The best way to achieve this is to collect the types in a list of tuple called primitiveTypes and:

if isinstance(myvar, primitiveTypes): ...

The types module contains collections of all important types which can help to build the list/tuple.

Works since Python 2.2

Answer 8

This is an old question but it seems none of the answers actually answer the specific question: "(How-to) Determine if Python variable is an instance of a built-in type". Note that it's not "[...] of a specific/given built-in type" but of a.

The proper way to determine if a given object is an instance of a buil-in type/class is to check if the type of the object happens to be defined in the module __builtin__.

def is_builtin_class_instance(obj):
    return obj.__class__.__module__ == '__builtin__'

Warning: if obj is a class and not an instance, no matter if that class is built-in or not, True will be returned since a class is also an object, an instance of type (i.e.
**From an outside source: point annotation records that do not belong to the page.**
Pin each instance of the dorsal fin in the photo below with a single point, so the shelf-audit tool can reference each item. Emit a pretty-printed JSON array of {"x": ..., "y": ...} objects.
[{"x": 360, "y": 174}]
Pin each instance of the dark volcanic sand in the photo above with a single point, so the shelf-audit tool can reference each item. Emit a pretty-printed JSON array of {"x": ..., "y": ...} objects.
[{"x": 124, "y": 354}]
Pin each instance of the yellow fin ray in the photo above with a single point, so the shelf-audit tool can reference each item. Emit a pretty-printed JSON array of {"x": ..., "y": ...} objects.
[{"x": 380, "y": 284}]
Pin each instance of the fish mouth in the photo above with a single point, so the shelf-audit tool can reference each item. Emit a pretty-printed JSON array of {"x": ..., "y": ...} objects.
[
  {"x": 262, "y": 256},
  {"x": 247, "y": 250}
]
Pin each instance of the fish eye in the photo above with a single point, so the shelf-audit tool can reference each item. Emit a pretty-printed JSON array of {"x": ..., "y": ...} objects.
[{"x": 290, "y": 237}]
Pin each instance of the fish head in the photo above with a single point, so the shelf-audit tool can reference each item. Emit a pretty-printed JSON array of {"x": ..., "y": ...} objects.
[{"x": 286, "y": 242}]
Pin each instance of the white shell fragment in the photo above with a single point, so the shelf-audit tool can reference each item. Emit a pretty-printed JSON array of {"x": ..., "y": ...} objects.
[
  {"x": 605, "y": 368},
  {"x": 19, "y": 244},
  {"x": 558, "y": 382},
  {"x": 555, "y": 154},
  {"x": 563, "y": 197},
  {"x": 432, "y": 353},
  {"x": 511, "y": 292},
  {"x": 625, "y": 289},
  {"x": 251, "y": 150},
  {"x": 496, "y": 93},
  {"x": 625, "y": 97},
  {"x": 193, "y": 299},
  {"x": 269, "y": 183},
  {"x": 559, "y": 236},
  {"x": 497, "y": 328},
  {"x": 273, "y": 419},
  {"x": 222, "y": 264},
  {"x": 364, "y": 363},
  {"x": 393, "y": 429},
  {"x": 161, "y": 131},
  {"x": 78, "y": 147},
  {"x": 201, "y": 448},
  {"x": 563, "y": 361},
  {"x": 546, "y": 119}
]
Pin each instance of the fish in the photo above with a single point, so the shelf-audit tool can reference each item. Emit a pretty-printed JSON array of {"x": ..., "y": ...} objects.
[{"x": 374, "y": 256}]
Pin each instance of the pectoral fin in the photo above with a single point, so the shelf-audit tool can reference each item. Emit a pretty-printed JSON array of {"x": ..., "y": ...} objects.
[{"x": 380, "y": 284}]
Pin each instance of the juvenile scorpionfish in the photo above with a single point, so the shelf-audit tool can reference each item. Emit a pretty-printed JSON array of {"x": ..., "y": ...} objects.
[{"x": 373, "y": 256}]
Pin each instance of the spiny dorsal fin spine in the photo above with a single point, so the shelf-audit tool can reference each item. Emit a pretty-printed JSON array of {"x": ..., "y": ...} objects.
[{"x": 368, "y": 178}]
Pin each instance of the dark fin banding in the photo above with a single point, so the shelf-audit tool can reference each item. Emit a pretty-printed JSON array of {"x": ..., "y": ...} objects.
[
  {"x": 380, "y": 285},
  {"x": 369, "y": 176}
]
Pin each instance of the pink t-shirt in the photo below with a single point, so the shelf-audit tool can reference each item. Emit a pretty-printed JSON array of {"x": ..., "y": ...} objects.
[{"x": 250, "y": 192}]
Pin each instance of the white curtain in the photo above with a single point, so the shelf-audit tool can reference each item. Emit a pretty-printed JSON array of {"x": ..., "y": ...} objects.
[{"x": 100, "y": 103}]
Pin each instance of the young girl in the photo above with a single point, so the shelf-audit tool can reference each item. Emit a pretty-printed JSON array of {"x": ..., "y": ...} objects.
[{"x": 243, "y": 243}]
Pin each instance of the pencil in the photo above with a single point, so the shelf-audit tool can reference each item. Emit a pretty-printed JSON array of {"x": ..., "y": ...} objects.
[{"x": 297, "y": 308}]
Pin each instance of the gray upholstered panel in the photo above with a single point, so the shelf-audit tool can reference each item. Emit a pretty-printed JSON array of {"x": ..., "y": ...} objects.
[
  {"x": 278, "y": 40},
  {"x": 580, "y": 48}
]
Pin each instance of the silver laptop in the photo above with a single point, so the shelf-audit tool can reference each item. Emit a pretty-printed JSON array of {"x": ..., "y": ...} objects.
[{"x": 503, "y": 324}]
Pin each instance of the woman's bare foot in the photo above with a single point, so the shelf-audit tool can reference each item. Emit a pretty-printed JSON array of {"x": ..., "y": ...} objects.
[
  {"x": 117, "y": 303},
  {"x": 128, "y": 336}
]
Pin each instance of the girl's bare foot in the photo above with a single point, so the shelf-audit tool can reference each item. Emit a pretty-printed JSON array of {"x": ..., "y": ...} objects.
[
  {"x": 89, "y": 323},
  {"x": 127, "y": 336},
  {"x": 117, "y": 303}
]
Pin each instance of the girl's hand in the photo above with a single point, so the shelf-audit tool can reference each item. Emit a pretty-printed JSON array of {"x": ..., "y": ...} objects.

AnyClass.__class__ is type).

Answer 9

building off of S.Lott's answer you should have something like this:

from simplejson import JSONEncoder

class JSONEncodeAll(JSONEncoder):
  def default(self, obj):
    try:
      return JSONEncoder.default(self, obj)
    except TypeError:
      ## optionally
      # try:
      #   # you'd have to add this per object, but if an object wants to do something
      #   # special then it can do whatever it wants
      #   return obj.__json__()
      # except AttributeError:
      ##

      # ...do whatever you are doing now...
      # (which should be creating an object simplejson understands)

to use:

>>> json = JSONEncodeAll()

>>> json.encode(myObject)
# whatever myObject looks like when it passes through your serialization code

these calls will use your special class and if simplejson can take care of the object it will. Otherwise your catchall functionality will be triggered, and possibly (depending if you use the optional part) an object can define it's own serialization

Answer 10

Not that I know why you would want to do it, as there isn't any "simple" types in Python, it's all objects. But this works:

type(theobject).__name__ in dir(__builtins__)

But explicitly listing the types is probably better as it's clearer. Or even better: Changing the application so you don't need to know the difference.

Update: The problem that needs solving is how to make a serializer for objects, even those built-in. The best way to do this is not to make a big phat serializer that treats builtins differently, but to look up serializers based on type.

Something like this:

def IntSerializer(theint):
    return str(theint)

def StringSerializer(thestring):
    return repr(thestring)

def MyOwnSerializer(value):
    return "whatever"

serializers = {
    int: IntSerializer,
    str: StringSerializer,
    mymodel.myclass: MyOwnSerializer,
}

def serialize(ob):
    try:
        return ob.serialize() #For objects that know they need to be serialized
    except AttributeError:
        # Look up the serializer amongst the serializer based on type.
        # Default to using "repr" (works for most builtins).
        return serializers.get(type(ob), repr)(ob)

This way you can easily add new serializers, and the code is easy to maintain and clear, as each type has its own serializer. Notice how the fact that some types are builtin became completely irrelevant. :)

Answer 11

You appear to be interested in assuring the simplejson will handle your types. This is done trivially by

try:
    json.dumps( object )
except TypeError:
    print "Can't convert", object

Which is more reliable than trying to guess which types your JSON implementation handles.

Answer 12

Built in type function may be helpful:

>>> a = 5
>>> type(a)
<type 'int'>

Answer 13

What is a "native type" in Python? Please don't base your code on types, use Duck Typing.